On Feb 26, 2005, at 11:51 AM, Ceki Gülcü wrote:

Mark,

Over the years, I have always strived to listen to all the opinions voiced. I also try to accommodate opinions diverging from mine and when it boils down to a matter of taste, I tend to privilege the opinions of others over my own. Certainly, there are examples that go both ways.

From a more general perspective, we have to ask ourselves how we want to see the log4j code evolve. One approach, apparently advocated Curt, consists of religiously preserving 100% and absolute backward compatibility. In my opinion such an absolutist approach leads to either stagnation or to code so convoluted as to be unmaintainable.

All I have been advocating is that breaking changes require discussion and voting. I think 100% would be desirable.

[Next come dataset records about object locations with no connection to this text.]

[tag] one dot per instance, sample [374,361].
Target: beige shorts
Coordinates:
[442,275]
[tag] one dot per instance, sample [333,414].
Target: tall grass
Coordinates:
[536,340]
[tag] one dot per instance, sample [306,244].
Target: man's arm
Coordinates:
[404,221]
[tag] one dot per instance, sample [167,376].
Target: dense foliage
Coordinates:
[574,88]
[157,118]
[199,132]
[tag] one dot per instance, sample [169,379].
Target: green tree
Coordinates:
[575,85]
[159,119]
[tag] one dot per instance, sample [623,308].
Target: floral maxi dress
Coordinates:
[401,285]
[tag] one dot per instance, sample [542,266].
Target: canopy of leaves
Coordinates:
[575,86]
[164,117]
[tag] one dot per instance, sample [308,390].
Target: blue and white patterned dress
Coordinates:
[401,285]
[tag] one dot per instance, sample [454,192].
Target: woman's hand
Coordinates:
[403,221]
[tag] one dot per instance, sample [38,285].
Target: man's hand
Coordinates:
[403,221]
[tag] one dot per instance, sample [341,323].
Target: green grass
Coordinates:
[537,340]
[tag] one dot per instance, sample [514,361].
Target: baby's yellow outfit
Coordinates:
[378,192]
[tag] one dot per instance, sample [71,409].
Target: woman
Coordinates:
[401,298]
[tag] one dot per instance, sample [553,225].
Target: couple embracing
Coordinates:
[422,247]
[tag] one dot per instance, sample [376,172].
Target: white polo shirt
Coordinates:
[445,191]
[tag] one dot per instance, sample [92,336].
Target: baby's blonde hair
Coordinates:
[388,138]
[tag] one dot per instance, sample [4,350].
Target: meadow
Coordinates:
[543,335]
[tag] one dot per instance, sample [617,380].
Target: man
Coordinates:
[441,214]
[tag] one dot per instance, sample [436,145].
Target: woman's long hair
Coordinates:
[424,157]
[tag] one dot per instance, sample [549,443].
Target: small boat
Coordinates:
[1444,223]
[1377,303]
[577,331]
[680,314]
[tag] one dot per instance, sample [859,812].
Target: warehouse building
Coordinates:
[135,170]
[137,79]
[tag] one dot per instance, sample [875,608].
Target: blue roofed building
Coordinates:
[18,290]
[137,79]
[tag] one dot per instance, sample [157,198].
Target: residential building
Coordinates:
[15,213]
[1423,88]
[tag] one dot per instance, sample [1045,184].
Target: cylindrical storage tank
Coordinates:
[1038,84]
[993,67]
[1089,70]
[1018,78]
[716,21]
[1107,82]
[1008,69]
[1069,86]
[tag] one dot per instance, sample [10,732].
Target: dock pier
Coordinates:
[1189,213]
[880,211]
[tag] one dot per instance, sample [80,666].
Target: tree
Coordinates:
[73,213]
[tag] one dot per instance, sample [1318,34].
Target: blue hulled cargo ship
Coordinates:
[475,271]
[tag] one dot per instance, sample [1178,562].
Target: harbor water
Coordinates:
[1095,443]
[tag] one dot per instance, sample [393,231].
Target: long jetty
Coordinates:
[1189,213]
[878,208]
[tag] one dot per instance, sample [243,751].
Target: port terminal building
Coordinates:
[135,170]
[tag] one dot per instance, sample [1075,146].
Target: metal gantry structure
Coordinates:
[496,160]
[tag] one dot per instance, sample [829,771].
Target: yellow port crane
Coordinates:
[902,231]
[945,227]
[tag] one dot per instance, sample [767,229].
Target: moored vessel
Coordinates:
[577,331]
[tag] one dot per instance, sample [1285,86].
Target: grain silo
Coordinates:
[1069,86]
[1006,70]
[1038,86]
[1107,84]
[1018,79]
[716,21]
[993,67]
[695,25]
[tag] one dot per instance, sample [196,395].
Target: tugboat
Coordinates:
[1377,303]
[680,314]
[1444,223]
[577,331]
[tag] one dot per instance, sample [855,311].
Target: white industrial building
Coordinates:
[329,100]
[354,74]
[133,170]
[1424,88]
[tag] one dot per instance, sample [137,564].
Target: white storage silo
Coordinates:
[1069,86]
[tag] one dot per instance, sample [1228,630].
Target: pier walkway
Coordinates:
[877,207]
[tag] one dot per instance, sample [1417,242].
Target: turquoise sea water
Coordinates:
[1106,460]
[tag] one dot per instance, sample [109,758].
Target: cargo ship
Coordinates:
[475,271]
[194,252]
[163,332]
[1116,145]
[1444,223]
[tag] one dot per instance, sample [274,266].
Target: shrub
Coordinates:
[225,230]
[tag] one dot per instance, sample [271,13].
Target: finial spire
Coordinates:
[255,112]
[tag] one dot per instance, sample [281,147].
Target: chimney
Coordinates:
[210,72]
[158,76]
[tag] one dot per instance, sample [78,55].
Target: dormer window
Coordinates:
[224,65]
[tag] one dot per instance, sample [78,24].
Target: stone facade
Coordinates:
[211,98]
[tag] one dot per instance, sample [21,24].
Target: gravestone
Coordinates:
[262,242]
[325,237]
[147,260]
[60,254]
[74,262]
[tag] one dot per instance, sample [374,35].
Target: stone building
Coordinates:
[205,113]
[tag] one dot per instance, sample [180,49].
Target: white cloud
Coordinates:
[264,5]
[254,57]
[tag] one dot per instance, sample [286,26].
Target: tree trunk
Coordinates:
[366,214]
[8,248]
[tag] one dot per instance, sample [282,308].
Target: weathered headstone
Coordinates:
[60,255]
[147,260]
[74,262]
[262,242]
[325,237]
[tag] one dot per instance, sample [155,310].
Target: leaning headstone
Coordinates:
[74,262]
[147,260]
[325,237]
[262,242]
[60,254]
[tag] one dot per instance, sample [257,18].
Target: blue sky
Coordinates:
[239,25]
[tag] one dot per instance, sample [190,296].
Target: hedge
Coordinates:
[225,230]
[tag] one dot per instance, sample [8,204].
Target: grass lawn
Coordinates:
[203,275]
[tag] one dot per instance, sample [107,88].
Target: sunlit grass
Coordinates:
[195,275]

Breaking compatibility, even in small ways, causes trouble and headaches. Naturally, non-compatible changes elicit opposition. However, in log4j 1.3, we are facing problems related to the behavior of appenders when they are in an erroneous state. My changes are intended to address this problem. I tried to explain my point of view to Curt over the phone for quite almost an hour. We seemed to have reached an agreement but one which did not survive the night.

I did not feel that my commits after our conversation were inconsistent with the conversation. I don't recall a change of heart or thinking that I said one thing and did another. You had pointed out that the isActive() checks within the doAppend (which had been commented out to allow Hivemind to pass its tests) were essential for the healthy operation of the internal appenders, so I attempted to restore that code without breaking Hivemind and also restore the test code that I commented out when Appender was reverted.


I did feel that your reversion of those changes and the reinstatement of the new methods to Appender was inappropriate. Even if you disagreed, there was no immediate need to revert since my changes posed no immediate danger to the code base. Apparently, we have different recollections of that phone call.


Obviously, you could not have known this when you wrote your comments.

Your words are quite harsh but I guess it goes with the territory. Keeping everyone happy is not exactly a piece of cake.